Sore ini terlihat deruh ombak menggulung ketepian pertanda harapan yang terbenam sebelum kesampaian, nun ombak pantai sekitaran Kota Sigli atau Pantai Pelangi likot WP (Water Park) sedang menyapa pengunjungnya dan baru saja siap menyapu setiap titik-titik untaian lukisan yang terukit di atas pantai.
Setiba kami dipantai, matahari sudah terbenam menyapa pegunungan, terlihat percikan air masih menyapa bebatuan, rerindangan pepohonan sedang menampung nyanyian burung-burung yang baru saja pulang bermain dan angin yang berhembus terasa menyegarkan nan sejuk membuat suasana makin terasa damai saja.
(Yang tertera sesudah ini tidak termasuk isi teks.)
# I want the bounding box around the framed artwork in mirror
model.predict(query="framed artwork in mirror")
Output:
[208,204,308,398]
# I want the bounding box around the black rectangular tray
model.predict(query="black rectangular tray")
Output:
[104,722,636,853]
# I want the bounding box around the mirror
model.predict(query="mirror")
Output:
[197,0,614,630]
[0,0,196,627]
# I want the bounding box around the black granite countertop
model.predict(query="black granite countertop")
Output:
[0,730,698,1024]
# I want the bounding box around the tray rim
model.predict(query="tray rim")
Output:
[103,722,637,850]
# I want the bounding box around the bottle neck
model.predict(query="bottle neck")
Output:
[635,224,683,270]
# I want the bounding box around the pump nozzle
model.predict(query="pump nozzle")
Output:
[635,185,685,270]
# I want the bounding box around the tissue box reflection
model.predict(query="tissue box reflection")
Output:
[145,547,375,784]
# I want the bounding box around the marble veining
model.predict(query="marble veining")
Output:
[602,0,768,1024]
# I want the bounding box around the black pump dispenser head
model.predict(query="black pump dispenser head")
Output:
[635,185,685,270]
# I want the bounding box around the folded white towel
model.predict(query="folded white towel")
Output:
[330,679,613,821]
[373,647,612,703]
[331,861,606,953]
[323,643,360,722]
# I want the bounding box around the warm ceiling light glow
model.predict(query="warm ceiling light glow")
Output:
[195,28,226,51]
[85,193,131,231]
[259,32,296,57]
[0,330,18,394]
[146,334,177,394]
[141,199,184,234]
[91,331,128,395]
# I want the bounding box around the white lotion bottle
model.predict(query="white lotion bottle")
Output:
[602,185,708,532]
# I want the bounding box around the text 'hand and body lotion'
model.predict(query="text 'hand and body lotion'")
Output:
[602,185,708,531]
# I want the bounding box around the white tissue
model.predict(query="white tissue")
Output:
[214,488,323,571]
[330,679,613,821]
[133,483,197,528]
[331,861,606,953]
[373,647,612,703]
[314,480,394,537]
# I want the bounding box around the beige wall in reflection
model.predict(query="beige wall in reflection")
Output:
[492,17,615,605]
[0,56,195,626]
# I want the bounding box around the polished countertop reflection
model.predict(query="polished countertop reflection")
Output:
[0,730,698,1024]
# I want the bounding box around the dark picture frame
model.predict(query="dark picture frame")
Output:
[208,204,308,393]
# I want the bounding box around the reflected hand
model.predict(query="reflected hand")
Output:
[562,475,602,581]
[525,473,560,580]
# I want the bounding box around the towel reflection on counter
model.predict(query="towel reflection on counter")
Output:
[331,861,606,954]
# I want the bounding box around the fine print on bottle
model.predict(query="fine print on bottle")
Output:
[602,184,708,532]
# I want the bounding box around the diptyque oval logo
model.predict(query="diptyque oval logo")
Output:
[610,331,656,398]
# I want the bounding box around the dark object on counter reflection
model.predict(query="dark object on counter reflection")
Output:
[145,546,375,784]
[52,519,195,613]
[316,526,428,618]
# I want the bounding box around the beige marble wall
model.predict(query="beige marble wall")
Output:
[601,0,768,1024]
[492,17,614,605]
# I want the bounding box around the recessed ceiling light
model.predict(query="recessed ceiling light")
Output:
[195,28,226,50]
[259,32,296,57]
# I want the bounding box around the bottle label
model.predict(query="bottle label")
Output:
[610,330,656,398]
Kemudian, berjalan sendiri di antara pasir dan pantai sembari menikmati bentangan alam. Ada rasa damai saat memandang laut lepas yang luas. Air pantai sepertinya sedang bercangkrama ria menyisiri bibir pantai menandakan penuh kedamaian seperti yang saya lakukan sekarang.
Ketika berjalan dipasir pantai yang lembut itu, seperti mengulang kisah pada hampir lima tahun yang lalu layaknya kapal yang biasa-biasa saja tidak pernah jauh dari garis pantai, bersikap kukuh seperti batu karang yang tidak putus-putusnya dipukul ombak.
Mungkin ombak bisa menghapus namamu yang kuukir di pantai ini. Namun, bagaimana dengan hatiku? Saat namamu telah terukir begitu dalam dan menyatu di palungnya.Tapi, ketahuilah antara pantai dan lautan, kita punya tujuan yang sama, menanti sunset.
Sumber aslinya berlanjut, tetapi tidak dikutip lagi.